“minor fix” - Lucifer

One of the common feedbacks I used to get during my early days of software development was how to communicate my changes with my colleagues with good commit messages. There’s no rule out there on how to write a commit message, but there are quite a few conventions out there. Some prefer writing the changes in the past tense, some in the present tense. Some mention the ticket number in their commit message, some avoid doing that and instead stick to the scope of the changes. Some projects(that have a solo contributor), don’t use an issue tracker until late in the project and have “minor changes” or “new feature” written all over the repo.

Also, I believe having a guideline takes this mental blockage off the dev from thinking about how to write a message. If you have ever found yourself backspacing a lot while writing a commit message you know what I’m talking about.

There are two steps to get rid of bikeshedding around commit messages.

  1. Pick a convention
  2. Enforce it

One simple way to get started on a convention is to look at the source code of various open-source projects and observe the rules they follow. I loved how Aurelia managed its commits and grouped commits in several categories and used it in some of my projects. Take a look at their commit message guidelines.

“feat(init): let there be light” - God

“refactor(YEAR-2049): cleanup some genes causing cancer” - Human

To enforce a convention, git hook is your friend. Git has this hooking mechanism that lets you hook into the lifecycle of various events, like pulling, pushing, committing etc. In this case, we can hook into gits’ commit-msg hook to enforce the writer of the commit to follow the convention we agreed upon. The commit-msg hook is a simple shell script that executes before the user’s changes are committed. It receives the commit message that the user entered and may accept or reject the changes submitted by the user based on the content of the message.
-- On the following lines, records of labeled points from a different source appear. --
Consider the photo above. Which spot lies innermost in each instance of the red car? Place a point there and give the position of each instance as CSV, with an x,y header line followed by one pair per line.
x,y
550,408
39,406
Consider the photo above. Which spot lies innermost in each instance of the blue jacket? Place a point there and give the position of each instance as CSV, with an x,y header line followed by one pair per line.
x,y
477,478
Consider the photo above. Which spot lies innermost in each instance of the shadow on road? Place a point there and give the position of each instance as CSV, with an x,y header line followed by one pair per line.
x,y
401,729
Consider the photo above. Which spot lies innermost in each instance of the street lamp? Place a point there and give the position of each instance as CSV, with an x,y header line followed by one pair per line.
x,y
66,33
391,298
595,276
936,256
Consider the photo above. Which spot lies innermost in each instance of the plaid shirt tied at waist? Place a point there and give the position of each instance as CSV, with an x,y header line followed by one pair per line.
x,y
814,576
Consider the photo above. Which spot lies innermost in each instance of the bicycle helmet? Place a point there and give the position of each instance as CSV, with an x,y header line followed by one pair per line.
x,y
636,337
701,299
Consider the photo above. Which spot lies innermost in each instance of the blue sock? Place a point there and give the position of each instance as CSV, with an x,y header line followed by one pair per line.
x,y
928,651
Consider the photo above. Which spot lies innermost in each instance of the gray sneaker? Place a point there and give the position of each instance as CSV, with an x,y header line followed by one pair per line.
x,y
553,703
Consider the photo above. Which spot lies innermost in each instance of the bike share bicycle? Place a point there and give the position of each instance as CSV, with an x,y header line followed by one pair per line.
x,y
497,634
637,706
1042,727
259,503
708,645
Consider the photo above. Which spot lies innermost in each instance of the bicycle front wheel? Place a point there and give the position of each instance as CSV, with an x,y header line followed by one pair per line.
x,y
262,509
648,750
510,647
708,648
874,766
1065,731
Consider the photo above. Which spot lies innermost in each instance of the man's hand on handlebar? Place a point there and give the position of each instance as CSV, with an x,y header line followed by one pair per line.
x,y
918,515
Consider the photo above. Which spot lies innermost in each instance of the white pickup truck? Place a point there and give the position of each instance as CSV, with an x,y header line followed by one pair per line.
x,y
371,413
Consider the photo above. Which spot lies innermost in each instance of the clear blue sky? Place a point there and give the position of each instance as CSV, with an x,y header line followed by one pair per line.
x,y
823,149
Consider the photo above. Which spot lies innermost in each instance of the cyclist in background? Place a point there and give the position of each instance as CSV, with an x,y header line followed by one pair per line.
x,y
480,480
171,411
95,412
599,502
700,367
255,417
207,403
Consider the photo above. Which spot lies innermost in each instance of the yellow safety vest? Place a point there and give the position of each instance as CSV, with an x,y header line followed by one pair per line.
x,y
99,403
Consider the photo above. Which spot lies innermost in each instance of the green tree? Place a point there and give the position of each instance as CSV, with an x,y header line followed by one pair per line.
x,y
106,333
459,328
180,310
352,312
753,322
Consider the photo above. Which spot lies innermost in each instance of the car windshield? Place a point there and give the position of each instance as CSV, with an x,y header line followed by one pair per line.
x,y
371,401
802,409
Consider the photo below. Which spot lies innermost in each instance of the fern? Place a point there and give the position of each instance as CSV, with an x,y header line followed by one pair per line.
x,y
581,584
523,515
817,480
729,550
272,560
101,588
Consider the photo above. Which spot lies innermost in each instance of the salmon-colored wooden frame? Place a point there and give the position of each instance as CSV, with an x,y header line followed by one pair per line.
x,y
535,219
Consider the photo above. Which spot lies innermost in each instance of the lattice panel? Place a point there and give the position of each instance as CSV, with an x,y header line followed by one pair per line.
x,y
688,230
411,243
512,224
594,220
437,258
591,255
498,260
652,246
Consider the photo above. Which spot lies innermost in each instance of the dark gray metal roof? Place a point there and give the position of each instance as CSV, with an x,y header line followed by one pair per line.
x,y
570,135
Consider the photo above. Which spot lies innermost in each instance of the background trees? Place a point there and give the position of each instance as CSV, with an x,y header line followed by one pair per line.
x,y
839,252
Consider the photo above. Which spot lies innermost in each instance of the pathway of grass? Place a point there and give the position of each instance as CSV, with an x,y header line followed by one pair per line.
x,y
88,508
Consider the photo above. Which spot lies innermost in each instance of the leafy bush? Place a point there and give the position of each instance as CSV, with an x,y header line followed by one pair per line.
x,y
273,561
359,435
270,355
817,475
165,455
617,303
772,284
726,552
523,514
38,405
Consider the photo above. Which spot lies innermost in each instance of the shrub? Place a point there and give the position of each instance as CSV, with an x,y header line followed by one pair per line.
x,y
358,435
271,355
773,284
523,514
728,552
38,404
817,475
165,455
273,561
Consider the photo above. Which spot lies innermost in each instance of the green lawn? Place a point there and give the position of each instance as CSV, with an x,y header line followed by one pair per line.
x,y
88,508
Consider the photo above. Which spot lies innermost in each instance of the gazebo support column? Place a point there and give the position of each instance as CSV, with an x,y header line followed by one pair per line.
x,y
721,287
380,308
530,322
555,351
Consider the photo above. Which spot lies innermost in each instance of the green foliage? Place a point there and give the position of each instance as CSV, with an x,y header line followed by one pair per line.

I use a very simple script that alerts the user every time she commits without following the conventions of Aurelia’s commit message guidelines.

Copy the script to your projects .git/hooks directory(the file name has to be commit-msg) and try committing something with “Made a few changes” as the message and watch it get rejected. If it’s still letting the commit through then make sure that the commit-msg script has execute permission.

If you want all your future projects to have this hook automatically in their repos, several solutions are listed in this stackoverflow question.